Uber Rejects Proposal That Would Legalize Its Service in Brazil’s Largest City

SÃO PAULO – Uber rejected a proposal in São Paulo that might have legalized the ride-hailing service there.

On Thursday, Mayor Fernando Haddad of São Paulo said he was signing a bill that imposed fines and vehicle seizures on drivers of unauthorized ride-hailing services, a category that includes Uber. At the same time, the mayor promised to authorize 5,000 drivers in a new category called “black taxis,” offering a way for many of Uber’s drivers to work legally.

Under the “black taxis” definition, the cars must be painted black and be no more than five years old, and they will only be available for hire via app.
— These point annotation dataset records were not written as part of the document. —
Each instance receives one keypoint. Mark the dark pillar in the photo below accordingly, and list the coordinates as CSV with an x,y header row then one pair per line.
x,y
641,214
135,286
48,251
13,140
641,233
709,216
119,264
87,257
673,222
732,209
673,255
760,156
Drivers will also have to pay a still-to-be-determined licensing fee. “We are going to incorporate innovation without losing control,” the mayor said.

Uber on Thursday rejected the mayor’s proposal, saying in a statement that it “reaffirms that it is not a taxi company and therefore does not belong in any category of this type of service.” The statement called the new law “notoriously unconstitutional” and said the company would continue to operate normally in São Paulo.

The mayor also said Thursday he would form a “study group” to propose regulations for “new transport services,” and Uber said it was now waiting to see these proposals.

In the days leading up to the mayor’s decision, Uber had been urging Mr. Haddad to make the company part of his reform of the city’s transportation network, and it had been marketing itself as a response to Brazil’s surging unemployment.

Uber on Sunday also took out double-page advertisements in two of São Paulo’s leading newspapers in which it promised to create as many jobs in Brazil as five new car factories would.

Uber has been operating in a legal gray area in São Paulo. A court upheld the app’s right to operate in May, but the city transport authority has nonetheless been fining Uber drivers under existing rules banning clandestine transport services.

The company is still offering its services in Brazil’s second largest city, Rio de Janeiro, even though the mayor there signed a bill banning unauthorized passenger services last month.

A court order subsequently forbade Rio from fining an Uber driver, but a spokesman for Rio’s transport authority said that the court order applied only to the particular driver who had won it, and that the authority was still fining unauthorized drivers, including Uber’s.
On Wednesday, Rio’s government fined 12 drivers and seized their vehicles, though the spokesman did not say how many of the drivers worked with Uber.

Uber drivers in São Paulo and Rio said that the company reimbursed them for any such legal expenses, as it has done in other cities.